Coinbase Shares Drop After Disclosure on AI Code Shipping

Coinbase shares fell after the company acknowledged non-technical staff using AI are shipping production code, prompting customer backlash tied to a May 2025 data breach.

Coinbase shares fell after markets opened Tuesday following an internal disclosure that non-technical staff using AI are shipping production code. The stock slid about 5% to $196.21 as customers and traders reacted.

The note appeared in a company message tied to a layoff announcement in which CEO Brian Armstrong wrote that engineers have used AI to speed development and that “non-technical teams are now shipping production code.”

Armstrong posted on X that the company does not allow untested code to go live and that all AI-generated code undergoes “rigorous human reviews.” He added, “No one is vibe coding directly to production. We’re increasing speed of shipping and innovation, while continuing to raise the bar on security.”

Users responded on social media by threatening to move funds off the platform and by raising security concerns that referenced a May 2025 data breach.
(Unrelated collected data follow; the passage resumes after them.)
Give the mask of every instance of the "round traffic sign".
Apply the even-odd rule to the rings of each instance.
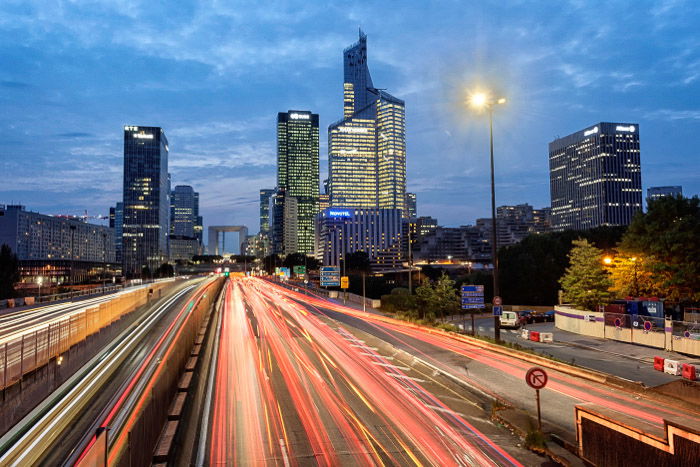
[[[496,295],[495,297],[493,297],[493,304],[496,306],[501,306],[503,305],[503,300],[501,299],[501,297]]]
[[[651,327],[652,327],[651,321],[644,321],[644,330],[645,331],[651,331]]]
[[[547,385],[547,372],[539,367],[532,367],[525,373],[527,385],[533,389],[542,389]]]

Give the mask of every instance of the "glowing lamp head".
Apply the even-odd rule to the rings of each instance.
[[[469,104],[476,109],[483,109],[487,102],[488,97],[483,92],[476,92],[469,96]]]
[[[603,262],[605,264],[612,264],[612,258],[610,256],[606,256],[605,258],[603,258]]]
In May 2025, attackers bribed overseas customer support contractors to access internal tools. Data tied to 69,461 customers, fewer than 1% of monthly active users at the time, was taken. Exposed items included names, emails, phone numbers, home addresses, dates of birth, masked Social Security and bank numbers, government ID images, and account balances.

Coinbase reported that passwords, private keys and customer funds were not accessed. The company refused a $20 million ransom demand, offered a matching bounty for information leading to arrests and estimated remediation costs up to $400 million. The breach led to multiple class-action lawsuits.

Some affected customers say they continue to receive phishing attempts and harassment after their information was exposed. One user wrote, “Not your keys, not your coins. But the whole ‘non-technical teams are shipping production code’ is… kind of scary.” Another posted, “Non technical teams are now shipping production code genuinely terrifying lol, already had my data leaked enough before this.”

Coinbase noted that Prime accounts were untouched and that it will reimburse customers impacted by earlier incidents. The company described the change as a productivity effort, saying AI has allowed engineers to deliver work faster and automate workflows while keeping review controls in place.

The stock decline followed customer backlash and trading pressure. It remains unclear how many customers will move assets from the exchange after the disclosure.